- Born: Unknown Jiangsu, China
- Died: Unknown
- Spouse: Zhang Mao
- Children: Three unnamed sons

= Lady Lu (Jin dynasty) =

Military Leader

Lady Lu ( 4th century) was the wife of Zhang Mao (張茂; not to be confused with the Former Liang ruler of the same name, Zhang Mao), a military general of the Jin dynasty (266–420). She was noted to have commanded soldiers during Wang Dun's Insurrection in 324, siding with Emperor Ming of Jin's forces against the paramount leader, Wang Dun.

== Life ==
Lady Lu was a native of Wu Commandery and was married to Jin's Administrator of Wu, Zhang Mao. In 322, a civil war broke out between Emperor Yuan of Jin and his powerful commander, Wang Dun. During the war, one of Wang Dun's closest associates, Shen Chong, invaded and captured Wu Commandery. While doing so, he killed Zhang Mao and three of his sons. By the end of the year, Wang Dun had defeated Emperor Yuan's forces and taken control of the Jin government.

In 324, Emperor Yuan's successor, Emperor Ming, began a coalition against Wang Dun to restore imperial rule.

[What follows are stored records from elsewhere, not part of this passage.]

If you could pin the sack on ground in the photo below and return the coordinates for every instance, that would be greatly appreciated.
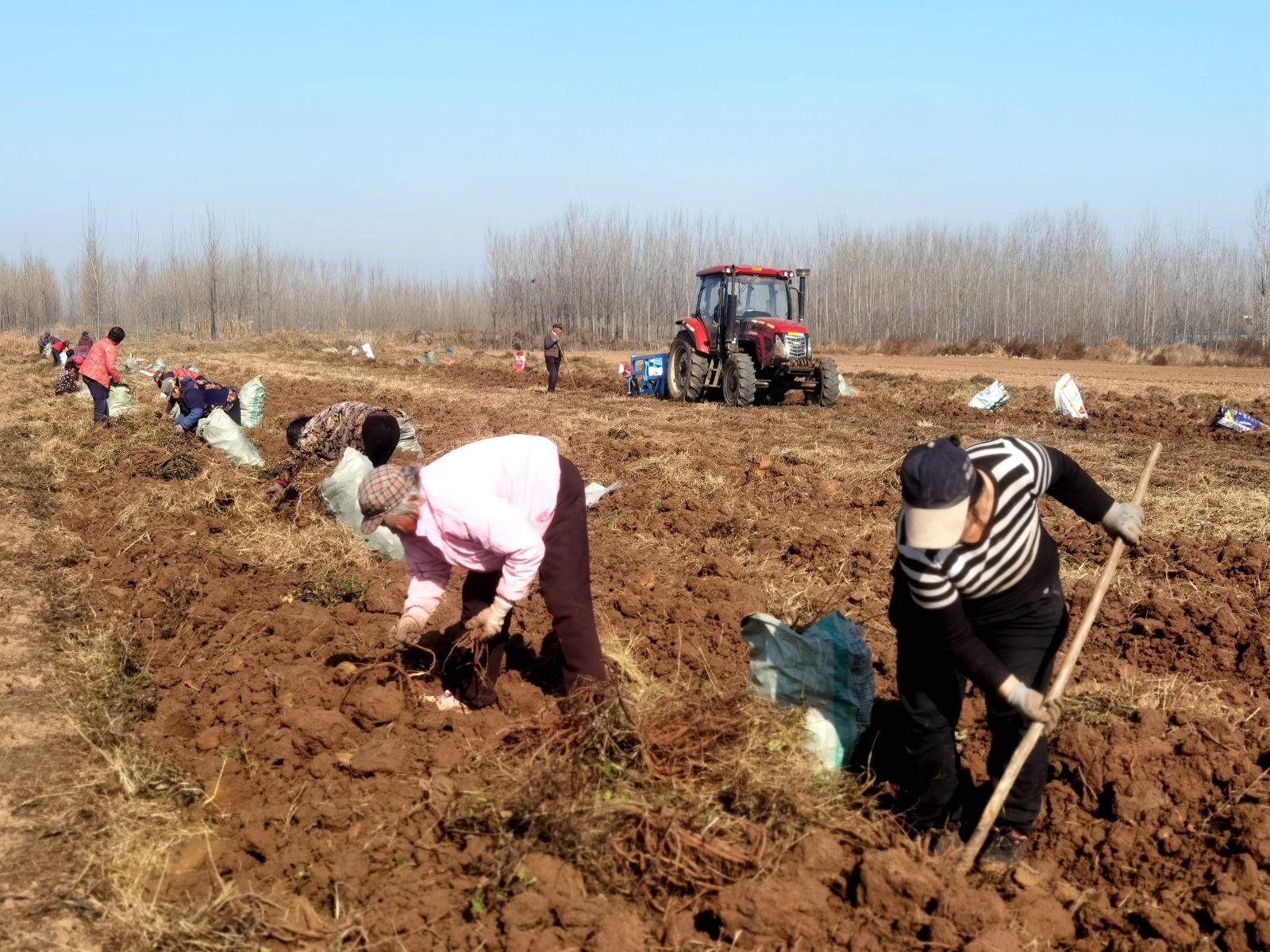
(220, 432)
(1231, 419)
(991, 397)
(252, 400)
(1067, 399)
(827, 668)
(118, 400)
(338, 493)
(410, 440)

Wanting to enact revenge, Lady Lu exhausted her family's wealth to join the campaign against Shen Chong. She served in the forefront of the campaign, commanding over her husband's former troops. She and the other loyalist generals defeated Shen Chong by September 324, and he was later killed by a former subordinate of his, Wu Ru (吳儒).

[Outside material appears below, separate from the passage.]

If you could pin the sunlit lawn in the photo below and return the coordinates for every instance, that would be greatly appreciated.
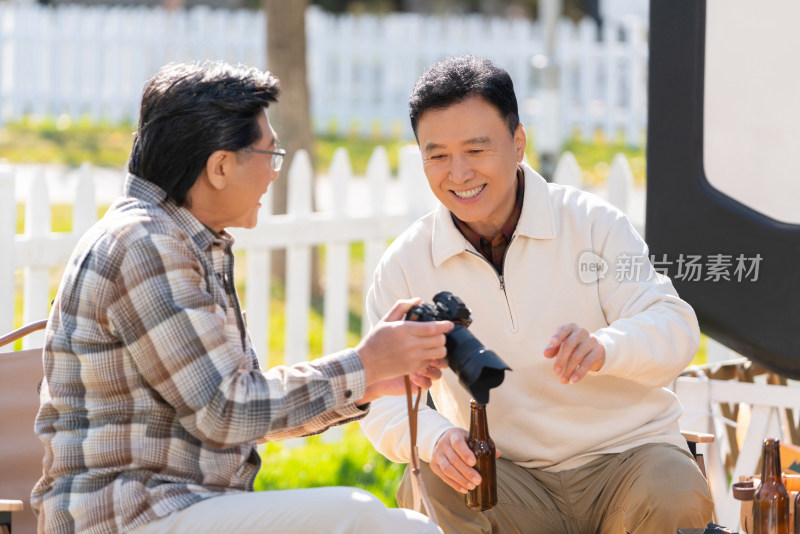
(352, 461)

After Wang Dun and Shen Chong's defeat, Lady Lu visited the palace, where she wrote a letter to Emperor Ming apologizing on Zhang Mao's behalf for having lost his commandery to Shen Chong. Emperor Ming thus issued an edict stating, "Zhang Mao and his wife were both loyal and sincere, and their family have sacrificed greatly for the state's cause. It is only apt that Zhang Mao be posthumously gifted the office of Minister Coachman."